オーストラリアで今月、またオーストリアでは来月からLGBT(性的少数者)の結婚がOKに。同性婚を認めた国はこれで27カ国となり、欧米主要国は全て含まれる。

  アジア太平洋地域でそれに続くのは、お隣の台湾だ。同性カップルの結婚を支持する今春の司法判断を受け、2019年5月末までにアジアで初めて法律が施行される。「そうなったら多くのゲイが結婚するだろうね。ただ親や親族にゲイだとカミングアウトしてて、安定した関係のカップルに限ってだけど」とは、日本企業の台北支社で働くK氏(40)。

 台湾のLGBT人口は、K氏の感触だと人口(2355万人)の10%、つまり200万人余り。「うち恋人がいるのは35%(約70万人)で、10年以上付き合ってるのがその10%(約7万人)、5〜10年のカップルが25%(約17万5000人)ってとこかな。ただ親にカミングアウトしてるのは、周りを見渡すと全体の2%(約4万人)ぐらいじゃない?」

 すでに同性婚OKの国でも親の問題はネックのようで、K氏は「同性婚が普通になるのは、あと1世代先」とみる。

「アメリカのゲイ友達のほとんどは裕福で、パートナーと長年安定した関係なのに誰も結婚してない。『結婚しないの?』って聞いても笑ってごまかされる。アメリカも台湾も、年配世代の結婚に対する考え方はまだ堅い。そんな親たちの伝統的価値観を壊したくないし、結婚の問題自体を話したくないんだと思う。たとえ親が結婚を許しても、その後出てくる様々な問題と向き合うのには勇気いるし。台湾も同じようになるよ」

 台北の輸入業者(54)は台湾南部・高雄の会社社長(48)と遠距離交際し丸12年だが、彼らも家族やノンケ友達にはカミングアウトしていない。「でも時が来たら、法的な権利を勝ち得るため、ためらわず結婚する。我々が年を取った時の生活設計にとても重要なことだから。周りの同世代友達のほとんどが同じような考えだね」

 交際17年目の台北在住アラフィフカップルは「僕らの場合、結婚するわけじゃないけど、アジアで一番早く同性婚が承認されて、ゲイライフの選択肢が増えるのは、対外的にも台湾の売りになる」と指摘する。実際、毎秋恒例のLGBTパレード「台湾同志遊行」も、同性婚を司法が認めた今年は、例年の7万〜8万人を大きく上回る12万人超が参加。アジア中からゲイ旅行者が集結し、インバウンド消費にひと役買った。

 もっとも台湾のLGBTでも、パートナーがいない割合のほうが多い。そんな一人のK氏が、独身貴族の気持ちを代弁する。

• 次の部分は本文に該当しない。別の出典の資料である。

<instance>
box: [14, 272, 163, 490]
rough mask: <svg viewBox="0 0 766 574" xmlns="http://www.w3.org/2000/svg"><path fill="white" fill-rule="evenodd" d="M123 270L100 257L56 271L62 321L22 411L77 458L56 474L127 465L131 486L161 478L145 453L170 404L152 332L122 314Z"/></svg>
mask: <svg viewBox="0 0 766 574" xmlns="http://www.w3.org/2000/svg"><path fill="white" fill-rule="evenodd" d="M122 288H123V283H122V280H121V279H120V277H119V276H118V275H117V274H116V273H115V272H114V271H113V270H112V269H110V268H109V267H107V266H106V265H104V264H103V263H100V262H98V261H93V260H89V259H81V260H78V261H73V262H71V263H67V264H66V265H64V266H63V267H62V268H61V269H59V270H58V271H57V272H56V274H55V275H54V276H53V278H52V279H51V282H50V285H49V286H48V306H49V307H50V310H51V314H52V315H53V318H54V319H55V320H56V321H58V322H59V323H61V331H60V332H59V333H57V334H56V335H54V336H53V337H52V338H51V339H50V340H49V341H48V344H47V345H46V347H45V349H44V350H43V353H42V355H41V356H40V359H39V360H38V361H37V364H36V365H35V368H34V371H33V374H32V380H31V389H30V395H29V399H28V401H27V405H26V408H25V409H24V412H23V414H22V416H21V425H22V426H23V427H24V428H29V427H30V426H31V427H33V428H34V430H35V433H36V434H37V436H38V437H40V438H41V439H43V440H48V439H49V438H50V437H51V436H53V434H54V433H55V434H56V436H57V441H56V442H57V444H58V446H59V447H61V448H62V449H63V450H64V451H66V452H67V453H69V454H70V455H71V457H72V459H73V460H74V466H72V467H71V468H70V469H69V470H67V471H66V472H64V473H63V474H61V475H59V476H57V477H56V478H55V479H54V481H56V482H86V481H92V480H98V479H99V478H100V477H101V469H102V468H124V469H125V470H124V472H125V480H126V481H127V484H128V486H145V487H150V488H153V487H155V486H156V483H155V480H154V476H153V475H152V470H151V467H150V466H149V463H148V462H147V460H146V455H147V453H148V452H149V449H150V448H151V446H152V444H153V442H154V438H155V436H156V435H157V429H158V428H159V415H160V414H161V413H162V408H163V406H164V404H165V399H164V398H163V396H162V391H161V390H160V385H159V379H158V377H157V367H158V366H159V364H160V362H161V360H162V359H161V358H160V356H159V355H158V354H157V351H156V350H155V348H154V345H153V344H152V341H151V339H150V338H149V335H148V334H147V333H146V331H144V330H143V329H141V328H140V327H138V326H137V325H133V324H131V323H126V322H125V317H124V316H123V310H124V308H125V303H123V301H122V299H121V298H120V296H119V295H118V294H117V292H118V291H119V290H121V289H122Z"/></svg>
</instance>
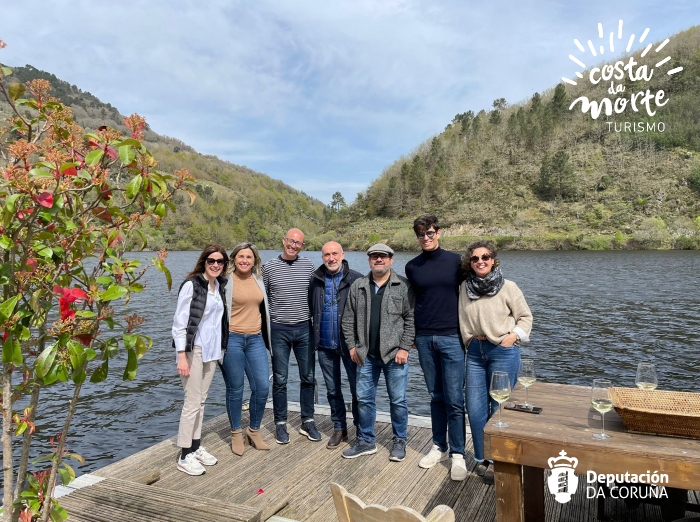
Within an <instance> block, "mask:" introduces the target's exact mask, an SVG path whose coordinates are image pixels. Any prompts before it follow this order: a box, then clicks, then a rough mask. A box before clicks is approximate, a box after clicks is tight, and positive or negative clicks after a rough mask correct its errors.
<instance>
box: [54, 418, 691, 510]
mask: <svg viewBox="0 0 700 522" xmlns="http://www.w3.org/2000/svg"><path fill="white" fill-rule="evenodd" d="M294 406H295V405H290V418H289V424H288V429H289V434H290V438H291V441H290V444H287V445H279V444H275V442H274V422H273V419H272V411H271V410H269V409H268V410H266V412H265V417H264V419H263V426H262V428H261V429H262V432H263V437H264V438H265V440H266V441H267V442H268V443H270V446H271V448H272V449H271V450H270V451H257V450H255V449H253V448H249V447H247V448H246V452H245V454H244V455H243V456H242V457H237V456H235V455H233V454H232V453H231V450H230V445H229V441H230V431H229V425H228V419H227V418H226V415H222V416H219V417H217V418H216V419H214V420H212V421H210V422H208V423H206V424H205V427H204V434H203V438H202V444H203V445H204V446H205V447H206V448H207V451H209V452H210V453H212V454H213V455H215V456H216V457H217V458H218V459H219V463H218V464H217V465H216V466H212V467H208V468H207V472H206V474H205V475H203V476H200V477H190V476H188V475H186V474H184V473H182V472H180V471H178V470H177V468H176V462H175V460H176V456H177V453H178V449H177V447H176V445H175V437H173V438H171V439H168V440H166V441H163V442H161V443H159V444H156V445H155V446H152V447H150V448H148V449H146V450H143V451H141V452H139V453H136V454H134V455H132V456H130V457H127V458H125V459H123V460H121V461H118V462H115V463H113V464H110V465H109V466H107V467H104V468H101V469H99V470H97V471H95V472H94V473H92V474H91V476H92V477H95V476H97V477H104V478H106V479H108V480H105V481H104V482H102V484H103V486H102V493H101V494H102V495H104V494H105V490H106V489H108V484H109V479H115V482H114V484H116V485H117V486H118V487H117V486H115V487H114V489H119V490H120V491H122V490H123V491H127V490H128V487H127V486H128V485H129V483H130V482H132V481H140V482H143V481H144V477H148V476H152V477H153V478H157V477H159V478H158V480H157V481H156V482H155V483H153V485H152V486H149V485H145V484H132V485H133V487H132V488H131V490H130V491H132V492H133V495H134V502H135V503H136V502H137V501H138V500H139V499H140V498H141V496H144V497H154V498H159V497H160V498H163V502H166V503H167V502H169V503H171V504H172V502H173V499H175V501H176V500H177V495H178V494H180V495H181V496H182V498H183V502H184V501H185V500H186V499H189V498H192V496H194V497H199V498H201V499H202V500H204V501H206V499H212V505H213V506H217V505H219V504H220V503H226V504H228V505H229V506H231V509H233V506H234V505H242V506H244V509H243V511H245V510H246V509H247V510H248V511H249V512H251V513H255V510H260V511H261V513H260V516H259V517H253V516H252V515H251V517H250V518H247V519H246V518H244V517H243V515H245V513H243V515H241V517H242V518H234V517H233V515H231V516H230V518H228V520H255V519H256V518H257V519H259V520H268V519H270V518H271V517H273V516H275V515H276V517H275V518H274V519H273V520H276V521H284V520H292V521H309V522H332V521H334V520H337V518H336V515H335V508H334V505H333V500H332V498H331V493H330V487H329V484H330V483H331V482H337V483H338V484H341V485H342V486H343V487H345V488H346V489H347V490H348V491H349V492H351V493H353V494H355V495H357V496H359V497H360V498H361V499H362V500H363V501H365V502H366V503H368V504H369V503H376V504H382V505H385V506H390V505H394V504H401V505H404V506H408V507H411V508H413V509H415V510H417V511H419V512H421V513H423V514H424V515H426V514H427V513H429V512H430V511H431V510H432V509H433V508H434V507H435V506H437V505H439V504H447V505H448V506H450V507H452V508H453V509H454V511H455V515H456V520H457V521H464V522H466V521H476V522H494V521H495V517H496V510H495V498H494V489H493V487H492V486H486V485H484V484H483V483H482V481H481V477H478V476H477V475H476V474H475V473H473V466H472V467H471V468H470V469H471V471H472V473H470V475H469V477H468V478H467V479H466V480H465V481H463V482H454V481H452V480H451V479H450V469H449V462H444V463H441V464H438V465H437V466H435V467H434V468H433V469H430V470H424V469H421V468H419V467H418V461H419V460H420V459H421V457H422V456H423V455H424V454H425V453H426V452H427V451H428V450H429V449H430V446H431V444H432V436H431V430H430V428H429V425H430V419H429V418H425V417H416V416H411V418H410V420H409V429H408V437H409V438H408V445H407V456H406V459H405V460H404V461H403V462H390V461H389V459H388V457H389V450H390V448H391V440H392V431H391V424H390V423H389V418H388V415H387V414H378V422H377V430H376V432H377V446H378V449H379V451H378V452H377V454H375V455H370V456H365V457H360V458H357V459H352V460H348V459H343V458H342V457H341V452H342V450H343V449H344V448H345V447H347V446H346V445H345V444H343V445H341V447H340V448H338V449H335V450H328V449H327V448H326V442H327V440H328V435H329V434H330V433H332V429H333V425H332V422H331V419H330V416H329V410H328V408H327V407H323V406H317V415H316V424H317V427H318V429H319V430H320V431H321V433H322V434H323V435H324V441H323V442H311V441H309V440H307V439H306V437H303V436H301V435H299V434H298V433H297V430H298V428H299V425H300V418H299V413H298V407H294ZM294 410H296V411H294ZM243 425H244V426H245V425H247V413H244V418H243ZM144 429H148V424H147V422H146V423H144ZM173 429H175V428H173ZM350 436H351V437H353V436H354V433H353V430H352V429H351V433H350ZM467 448H468V454H467V462H468V463H472V462H473V455H472V454H471V453H470V452H469V450H470V448H471V439H470V438H468V440H467ZM98 486H99V484H96V485H94V486H87V487H85V488H83V489H80V490H77V491H76V492H75V493H72V494H70V495H68V496H66V497H63V498H61V502H62V504H63V505H64V506H65V507H66V509H67V510H68V512H69V514H70V515H71V518H70V519H69V520H80V521H82V520H102V518H100V517H97V516H93V517H85V513H86V512H88V511H90V509H86V503H89V502H90V493H89V492H90V491H91V490H95V491H97V489H98ZM109 487H112V486H109ZM149 488H158V489H157V490H156V489H152V490H149ZM163 490H169V491H172V492H175V493H176V494H175V495H174V496H169V495H166V494H164V492H163ZM139 491H140V492H141V494H140V493H138V492H139ZM149 492H152V493H153V494H152V495H151V494H149ZM156 493H158V494H156ZM546 497H547V498H546V521H548V522H549V521H552V522H553V521H557V522H564V521H566V522H579V521H580V522H584V521H585V522H589V521H594V520H596V513H597V504H596V503H595V501H589V500H586V499H585V496H584V495H582V494H581V495H574V498H573V499H572V501H571V502H569V503H568V504H559V503H558V502H555V501H554V499H553V496H552V495H546ZM110 498H111V499H112V501H113V502H124V500H122V501H119V500H118V498H121V497H118V496H117V493H114V495H112V496H110ZM689 499H690V501H691V502H695V503H697V502H698V501H700V495H698V493H697V492H690V495H689ZM96 502H97V503H101V502H103V499H101V500H99V501H96ZM249 508H254V509H253V510H250V509H249ZM145 509H146V508H145V507H144V510H145ZM605 509H606V515H607V516H608V520H617V521H629V522H633V521H634V522H637V521H639V522H661V520H662V519H661V512H660V509H659V507H658V506H652V505H642V506H641V507H639V508H637V509H635V510H632V511H627V510H626V508H625V505H624V502H623V501H613V500H611V499H608V500H607V501H606V507H605ZM80 513H83V516H82V517H81V514H80ZM167 513H168V511H167V510H163V512H162V514H161V516H157V517H154V518H148V516H150V515H148V516H144V518H143V520H160V521H167V520H173V521H175V520H178V521H181V520H187V522H197V521H198V520H202V521H204V520H219V519H220V518H217V517H212V516H211V515H208V514H207V513H202V518H201V519H197V518H193V517H189V518H188V517H184V516H182V514H179V515H176V514H175V512H173V515H172V518H169V517H168V515H167ZM115 515H116V516H115V517H114V518H105V520H117V519H120V517H119V516H118V515H117V514H115ZM691 515H693V513H690V512H689V513H688V515H687V516H691Z"/></svg>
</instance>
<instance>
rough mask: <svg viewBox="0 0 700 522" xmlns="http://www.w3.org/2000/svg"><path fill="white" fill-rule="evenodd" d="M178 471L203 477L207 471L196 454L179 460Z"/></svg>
mask: <svg viewBox="0 0 700 522" xmlns="http://www.w3.org/2000/svg"><path fill="white" fill-rule="evenodd" d="M177 469H179V470H180V471H184V472H185V473H187V474H188V475H202V474H204V472H205V471H206V470H205V469H204V466H202V465H201V464H200V463H199V461H198V460H197V457H195V456H194V453H188V454H187V456H186V457H185V458H184V459H177Z"/></svg>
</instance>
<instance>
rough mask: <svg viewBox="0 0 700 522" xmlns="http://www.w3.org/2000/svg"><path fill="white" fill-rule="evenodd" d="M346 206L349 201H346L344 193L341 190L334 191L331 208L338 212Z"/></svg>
mask: <svg viewBox="0 0 700 522" xmlns="http://www.w3.org/2000/svg"><path fill="white" fill-rule="evenodd" d="M346 206H347V203H345V198H344V197H343V195H342V194H341V193H340V192H339V191H338V192H334V193H333V195H332V196H331V203H330V207H331V209H333V211H334V212H336V213H338V212H340V211H341V209H343V208H345V207H346Z"/></svg>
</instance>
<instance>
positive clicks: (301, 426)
mask: <svg viewBox="0 0 700 522" xmlns="http://www.w3.org/2000/svg"><path fill="white" fill-rule="evenodd" d="M299 433H301V434H302V435H306V438H307V439H309V440H312V441H314V442H318V441H319V440H321V438H322V437H321V434H320V433H319V432H318V430H317V429H316V423H315V422H314V421H306V422H302V423H301V428H299Z"/></svg>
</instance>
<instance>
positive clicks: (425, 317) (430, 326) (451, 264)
mask: <svg viewBox="0 0 700 522" xmlns="http://www.w3.org/2000/svg"><path fill="white" fill-rule="evenodd" d="M406 277H407V278H408V280H409V282H410V283H411V287H412V288H413V291H414V293H415V295H416V311H415V321H416V335H455V334H459V316H458V301H459V284H460V283H461V282H462V281H464V275H463V272H462V266H461V257H460V255H459V254H456V253H454V252H448V251H447V250H443V249H442V248H440V247H438V248H437V249H436V250H432V251H425V250H424V251H423V253H422V254H420V255H419V256H417V257H414V258H413V259H411V260H410V261H409V262H408V263H407V264H406Z"/></svg>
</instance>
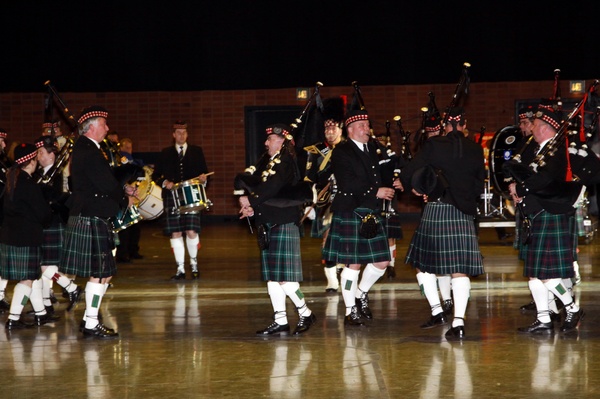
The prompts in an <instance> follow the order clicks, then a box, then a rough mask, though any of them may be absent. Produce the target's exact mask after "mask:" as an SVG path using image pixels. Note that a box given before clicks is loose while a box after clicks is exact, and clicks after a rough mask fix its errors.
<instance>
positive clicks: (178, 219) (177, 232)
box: [163, 195, 200, 237]
mask: <svg viewBox="0 0 600 399" xmlns="http://www.w3.org/2000/svg"><path fill="white" fill-rule="evenodd" d="M164 209H165V212H164V218H165V219H164V220H165V222H164V227H163V234H164V235H166V236H169V237H170V236H171V234H173V233H180V232H184V231H191V230H193V231H195V232H196V233H198V234H200V213H188V214H179V213H178V212H177V211H176V210H175V200H174V199H173V196H171V195H169V196H167V197H166V199H165V200H164Z"/></svg>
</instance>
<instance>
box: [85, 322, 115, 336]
mask: <svg viewBox="0 0 600 399" xmlns="http://www.w3.org/2000/svg"><path fill="white" fill-rule="evenodd" d="M83 335H84V336H85V337H91V338H98V339H112V338H118V337H119V333H118V332H116V331H115V330H113V329H112V328H107V327H106V326H105V325H104V324H102V323H98V325H97V326H96V327H94V328H85V327H84V329H83Z"/></svg>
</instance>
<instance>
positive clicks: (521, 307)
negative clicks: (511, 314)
mask: <svg viewBox="0 0 600 399" xmlns="http://www.w3.org/2000/svg"><path fill="white" fill-rule="evenodd" d="M519 309H521V310H522V311H524V312H525V311H529V310H536V309H537V306H535V302H534V301H531V302H529V303H528V304H527V305H523V306H521V307H520V308H519Z"/></svg>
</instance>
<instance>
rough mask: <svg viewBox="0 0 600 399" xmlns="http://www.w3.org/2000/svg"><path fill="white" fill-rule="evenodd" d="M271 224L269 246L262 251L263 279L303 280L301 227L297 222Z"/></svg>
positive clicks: (293, 280) (262, 268) (278, 279)
mask: <svg viewBox="0 0 600 399" xmlns="http://www.w3.org/2000/svg"><path fill="white" fill-rule="evenodd" d="M268 226H269V236H270V242H269V248H268V249H264V250H262V251H261V253H260V257H261V272H262V273H261V274H262V279H263V281H278V282H281V281H289V282H301V281H302V280H303V276H302V258H301V256H300V229H299V228H298V226H297V225H296V224H295V223H286V224H281V225H275V226H274V227H272V225H268Z"/></svg>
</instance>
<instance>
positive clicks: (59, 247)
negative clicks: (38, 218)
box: [41, 223, 65, 265]
mask: <svg viewBox="0 0 600 399" xmlns="http://www.w3.org/2000/svg"><path fill="white" fill-rule="evenodd" d="M64 233H65V226H64V224H62V223H53V224H52V225H51V226H50V227H48V228H47V229H44V242H43V243H42V252H41V256H42V260H41V264H42V265H59V264H60V259H61V256H62V250H63V248H62V244H63V239H64Z"/></svg>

「台湾のゲイって、自分たち自身で人生を楽しむのに慣れてるから、親以外の生活の面倒を見る責任はないよ。若い世代は収入が低いから若い子とは結婚したくないし、財産を誰かと半分こするのもあり得ない。ただの彼氏以上に深い関係を誰かと築くのは、僕みたいなタイプには簡単じゃないし、彼氏をつくることさえすごく難しい…」。そんなK氏でさえ「でももし、そういう相手がいたら結婚を考える」と希望は捨ててない。

 対して日本はというと…。

 今月6日、東京・港区議会に出されていた同性パートナー制度を求める請願が、自民党以外の賛成で採択された。区議関係者によれば「自民が暗躍して、公明に保留するよう働きかけたり、採択できないように動いていた」という。また11月には、宮中晩さん会へ国賓が同性パートナーと出席することに、自民党・竹下亘総務会長(71)が「日本国の伝統には合わないと思う」と反対し、世間から批判された。

 与党がこんな状況じゃ“LGBT後進国”なのは当然。同性婚と親の問題と一緒で、国を動かす頭の堅い老人たちが引退した後の「あと1世代先」に期待するしかない。